I went out for a friend's birthday last night, and a quiet drink quickly turned into several rather noisy but very enjoyable ones.
I'm posting a picture of what i wore, even though looking back i was/am not really feeling it.
I always think of my style as being pretty concrete, yet i can never really describe it and it's not something at the forefront of my mind when i shop, i buy what i like and it somehow all fits together. But having the childlike nature that i have i am prone to random bursts of wanting to play dress up or just letting things like clouds (yes, clouds) inspire my outfit choices.
Last night was a cloud night.
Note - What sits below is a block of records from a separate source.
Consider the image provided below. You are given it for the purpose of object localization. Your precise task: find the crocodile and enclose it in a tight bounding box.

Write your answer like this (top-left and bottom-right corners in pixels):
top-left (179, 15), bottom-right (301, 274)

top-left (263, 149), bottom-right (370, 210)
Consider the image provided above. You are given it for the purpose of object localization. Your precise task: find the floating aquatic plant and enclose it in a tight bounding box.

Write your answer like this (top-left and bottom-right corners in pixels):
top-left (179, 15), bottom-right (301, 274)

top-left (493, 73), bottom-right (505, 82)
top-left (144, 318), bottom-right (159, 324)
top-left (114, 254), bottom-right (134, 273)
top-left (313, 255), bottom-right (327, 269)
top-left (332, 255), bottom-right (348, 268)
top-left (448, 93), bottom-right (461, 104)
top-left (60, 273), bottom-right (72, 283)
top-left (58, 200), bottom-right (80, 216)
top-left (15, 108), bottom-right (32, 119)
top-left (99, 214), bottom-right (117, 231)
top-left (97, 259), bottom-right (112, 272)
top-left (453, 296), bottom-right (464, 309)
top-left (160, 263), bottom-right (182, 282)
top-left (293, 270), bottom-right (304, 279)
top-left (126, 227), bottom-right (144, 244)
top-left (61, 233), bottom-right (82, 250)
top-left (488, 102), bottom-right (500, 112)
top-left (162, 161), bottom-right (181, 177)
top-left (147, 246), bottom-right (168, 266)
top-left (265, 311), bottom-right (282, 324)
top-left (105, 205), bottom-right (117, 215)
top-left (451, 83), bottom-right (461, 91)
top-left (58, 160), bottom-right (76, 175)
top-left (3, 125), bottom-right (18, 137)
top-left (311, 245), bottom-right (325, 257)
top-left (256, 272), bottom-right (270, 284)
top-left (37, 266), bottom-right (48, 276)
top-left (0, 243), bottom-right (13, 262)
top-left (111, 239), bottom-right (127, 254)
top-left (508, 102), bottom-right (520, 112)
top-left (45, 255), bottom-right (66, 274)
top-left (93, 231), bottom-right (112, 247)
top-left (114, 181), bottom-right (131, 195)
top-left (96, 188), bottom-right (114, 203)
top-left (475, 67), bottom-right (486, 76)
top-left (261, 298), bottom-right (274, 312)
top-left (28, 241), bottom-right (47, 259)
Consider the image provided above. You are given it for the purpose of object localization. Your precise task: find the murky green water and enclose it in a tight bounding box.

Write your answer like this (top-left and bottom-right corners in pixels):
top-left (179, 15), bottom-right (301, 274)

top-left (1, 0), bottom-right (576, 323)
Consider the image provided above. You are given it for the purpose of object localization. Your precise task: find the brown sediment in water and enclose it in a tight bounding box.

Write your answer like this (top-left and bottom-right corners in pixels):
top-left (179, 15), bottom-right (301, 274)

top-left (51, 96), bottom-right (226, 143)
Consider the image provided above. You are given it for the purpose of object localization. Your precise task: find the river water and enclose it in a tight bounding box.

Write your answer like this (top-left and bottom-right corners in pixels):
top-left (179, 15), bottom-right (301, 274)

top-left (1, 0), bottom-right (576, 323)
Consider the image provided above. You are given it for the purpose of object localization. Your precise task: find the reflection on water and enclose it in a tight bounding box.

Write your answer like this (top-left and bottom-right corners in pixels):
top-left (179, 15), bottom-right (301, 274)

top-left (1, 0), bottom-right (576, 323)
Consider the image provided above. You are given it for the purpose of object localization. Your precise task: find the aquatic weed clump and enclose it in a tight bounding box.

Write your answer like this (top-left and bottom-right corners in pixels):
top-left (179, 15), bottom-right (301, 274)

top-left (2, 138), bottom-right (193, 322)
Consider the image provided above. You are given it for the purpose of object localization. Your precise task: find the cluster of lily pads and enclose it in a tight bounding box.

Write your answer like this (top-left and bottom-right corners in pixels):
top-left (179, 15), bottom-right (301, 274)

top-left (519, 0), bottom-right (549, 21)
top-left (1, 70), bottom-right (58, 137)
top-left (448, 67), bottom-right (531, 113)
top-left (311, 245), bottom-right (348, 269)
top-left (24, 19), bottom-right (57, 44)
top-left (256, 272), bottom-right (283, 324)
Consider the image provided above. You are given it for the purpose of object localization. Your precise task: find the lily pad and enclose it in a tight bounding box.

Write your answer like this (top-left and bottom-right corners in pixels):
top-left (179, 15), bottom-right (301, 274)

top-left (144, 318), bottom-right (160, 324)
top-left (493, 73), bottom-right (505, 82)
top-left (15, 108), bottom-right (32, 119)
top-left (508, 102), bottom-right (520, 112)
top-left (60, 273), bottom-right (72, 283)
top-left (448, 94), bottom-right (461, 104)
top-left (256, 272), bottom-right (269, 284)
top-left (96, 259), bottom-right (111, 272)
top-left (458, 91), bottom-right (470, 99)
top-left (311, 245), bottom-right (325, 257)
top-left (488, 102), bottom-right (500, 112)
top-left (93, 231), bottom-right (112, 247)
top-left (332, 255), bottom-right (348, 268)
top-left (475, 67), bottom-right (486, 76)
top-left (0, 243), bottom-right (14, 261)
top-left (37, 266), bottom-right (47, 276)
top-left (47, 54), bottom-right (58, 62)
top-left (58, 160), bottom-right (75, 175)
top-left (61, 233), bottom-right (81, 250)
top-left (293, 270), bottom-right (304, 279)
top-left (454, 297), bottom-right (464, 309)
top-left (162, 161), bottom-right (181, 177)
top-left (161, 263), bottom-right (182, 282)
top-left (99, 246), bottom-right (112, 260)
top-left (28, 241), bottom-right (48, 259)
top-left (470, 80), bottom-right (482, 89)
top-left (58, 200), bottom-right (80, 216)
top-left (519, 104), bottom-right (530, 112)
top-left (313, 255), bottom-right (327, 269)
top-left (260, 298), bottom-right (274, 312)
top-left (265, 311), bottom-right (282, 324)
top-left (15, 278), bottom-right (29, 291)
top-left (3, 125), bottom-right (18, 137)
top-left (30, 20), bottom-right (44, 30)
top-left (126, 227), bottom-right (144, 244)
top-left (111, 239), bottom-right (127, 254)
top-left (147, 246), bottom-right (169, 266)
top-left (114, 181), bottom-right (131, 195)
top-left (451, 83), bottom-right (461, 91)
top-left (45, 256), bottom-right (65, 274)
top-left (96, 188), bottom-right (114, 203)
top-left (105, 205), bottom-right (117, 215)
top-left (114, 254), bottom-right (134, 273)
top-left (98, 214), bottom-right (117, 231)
The sunset was a stunner, big fluffy golden and pink clouds and big patches of bright blue sky, the kind of blue you want to eat 'cos it looks so good.
I threw on my new H&M dress (which I'd like to say is for sure more of a top and i shall not be wearing it out with anything less than leggings) and then decided to wear a long forgotten waistcoat and light tan cowboys with it. I liked it, but something felt a bit odd, i put this down to the large glass of wine I'd had and carried on.
I enjoyed my night thoroughly and my outfit in now way held me back, but it is definitely one that i'll look back on and it'll stick out as not being in line with other stuff or not being as well put together or not being as flattering, that doesn't bother me, it just made me think.
What Friday Night Taught Me is that i will never be able to pin my style down exactly, some days i have the balls to wear two prints, others i go for simplicity, sometimes i feel girlie others not, and sometimes, just sometimes; i want to dress like a pink sunset cloud mixed in with a train conductor and a cowboy ballerina. Style is a extension of your personality after all, an expression of who you are, so does it really matter if every day you dress like your from a different decade? Nope. As long as you're happy and doing your thaang.